4人組バンド「クリープハイプ」の尾崎世界観(36)が昨年発表した小説「母影(おもかげ)」(新潮社)が、芥川賞候補になり話題となった。このほど日刊スポーツの取材に応じ、音楽活動と執筆活動の両立などについて語った。【聞き手=大友陽平】

   ◇   ◇   ◇

先月20日の芥川賞発表当日は、バンドメンバーと事務所でその時を待った。

「家を出てタクシーがなかなかつかまらなくて…。事務所に着いて1時間ちょっとで結果が分かったので、野球で言ったら、5回から試合を見た感じしかしなくて、最初から見ていたかったというか…。もうちょっと緊張感を味わいたかった。時間の配分を間違えました(笑い)」

惜しくも今回は受賞とはならなかったが、候補に挙がったことで、反響も大きかった。

「誰かに選ばれたりするということで、注目度が一気に変わるというのは、冷静に客観的に見ていてもこういうことなんだなあと。特にここ何年かは、“人が薦める”ということが1つのトレンドになりますよね。今回候補にしていただいた時も、誰かが認めてくれることで認められるというか、他人の意見が反映される世の中に、今の方がより強くなっているのかなと思います」

「母影」は、母子家庭で育った小学校低学年の女の子が主人公。母の勤める怪しいマッサージ店の片隅で息を潜めながら、揺れ動く感情を少女目線で描き、細部にもこだわった。

「音楽をやっているので、文章のビート感というかリズム感はすごく意識しています。ひらがなにした方がちょっと舌っ足らずな感じになって、粘っこくなるなとか、漢字の方がサラッといけるなとか考えながらやっていました」

音楽活動では作詞も手掛けているが、小説を書く楽しさもあるという。

「歌詞を書いている時の喜びというのももちろんあるんですけど、歌詞は偶然いいところにパズルがはまっていくという感覚なんですけど、小説はそのパズル自体を作ってるというか…。0を1にしていくという感覚です。音楽の場合はメロディーもあって、基本的なバンドのイメージもあります。音楽でできないこともあるんですけど、それはもう、今はやらなくていいことという認識があって。でも、何かできていないという状態は表現者としては必要だと思うから、そこで小説を書くということでバランスをとってますね」

「母影」は、コロナ禍でライブの延期・中止を余儀なくされたことから書き始めた。言葉を紡ぎ出すという共通項のもと、音楽活動と執筆活動を、自分自身の中で切磋琢磨(せっさたくま)させている。
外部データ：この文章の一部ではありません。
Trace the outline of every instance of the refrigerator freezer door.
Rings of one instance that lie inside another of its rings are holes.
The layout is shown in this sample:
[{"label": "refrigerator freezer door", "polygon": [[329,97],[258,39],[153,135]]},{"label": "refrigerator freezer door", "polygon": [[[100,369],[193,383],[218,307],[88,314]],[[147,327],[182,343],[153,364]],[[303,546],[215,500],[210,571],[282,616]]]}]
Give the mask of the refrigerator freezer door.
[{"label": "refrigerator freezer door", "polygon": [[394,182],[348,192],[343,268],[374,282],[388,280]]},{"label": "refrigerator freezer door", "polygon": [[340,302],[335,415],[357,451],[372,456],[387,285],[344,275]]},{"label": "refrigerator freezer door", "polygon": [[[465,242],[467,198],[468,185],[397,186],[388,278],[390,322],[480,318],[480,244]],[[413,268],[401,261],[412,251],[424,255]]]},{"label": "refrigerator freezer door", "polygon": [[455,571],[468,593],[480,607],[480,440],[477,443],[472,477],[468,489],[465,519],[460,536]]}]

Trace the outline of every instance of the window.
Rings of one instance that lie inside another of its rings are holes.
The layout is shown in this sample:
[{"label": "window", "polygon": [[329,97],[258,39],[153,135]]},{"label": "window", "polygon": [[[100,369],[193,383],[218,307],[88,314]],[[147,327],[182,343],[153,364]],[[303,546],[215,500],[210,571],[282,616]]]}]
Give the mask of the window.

「昔はよく『小説1冊や映画1本分に、1曲で勝つような曲を作りたい!』って言ってました。今は音楽では小説に勝つぞと思って作りますし、小説は音楽に負けるわけがないと思って書いているので、自分の中で勝手に左右に引っ張り合っているんです」。

その引っ張り合いが、表現の幅を生み、さらに尾崎自身を進化させている。

「もちろん引っ張り合っているので負荷も感じるんです。だからこそ、どちらかを引っ張る時に重たい。でもそんな中でできた作品は、なかなか倒れない、強いものになると思うので、音楽も執筆も、今後も続けていきたいです」

改めて「母影」を通じて伝えたいメッセージも聞いた

「『自分が思ってることって、本当にこの言葉であてはまるのかな? でもみんなこれ使ってるからこれで表現しなきゃいけない…』という諦めみたいなものが自分の中にあって、それが大人になるってことだと思うんですけど、だからこそ子供の視点を借りて、今回また“言葉”に対してちょっとこうけんかをふっかけるようなことをしたかったんです。自分と切り離して読むのか、自分のこととして読むのかによって変わってくると思うんですけど、どっちにしても読めるようにはなっているので、皆さんの過去のことが呼び起こされるようなスイッチがちゃんと押せたらいいなと思っています」

◆尾崎世界観(おざき・せかいかん)1984年(昭59)11月9日、東京都生まれ。01年にバンド「クリープハイプ」を結成。09年11月に現メンバーで本格的に活動を開始し、12年4月にアルバム「死ぬまで一生愛されてると思ってたよ」でメジャーデビュー。16年6月に小説「祐介」で作家デビューし、17年5月にエッセー「苦汁100%」、19年7月に「泣きたくなるほど嬉しい日々に」など発売。プロ野球ヤクルトの熱狂的なファン。

◆母影(おもかげ) 尾崎世界観が「新潮」20年12月号で発表した中編作品。母子家庭で育った小学校低学年の女の子が主人公。学校で友達を作れず、母の勤めるマッサージ店の片隅で息を潜めながら、揺れ動く感情を描いた。昨年12月に「第164回芥川龍之介賞」の候補作に選出。今年1月29日に単行本を新潮社から発売。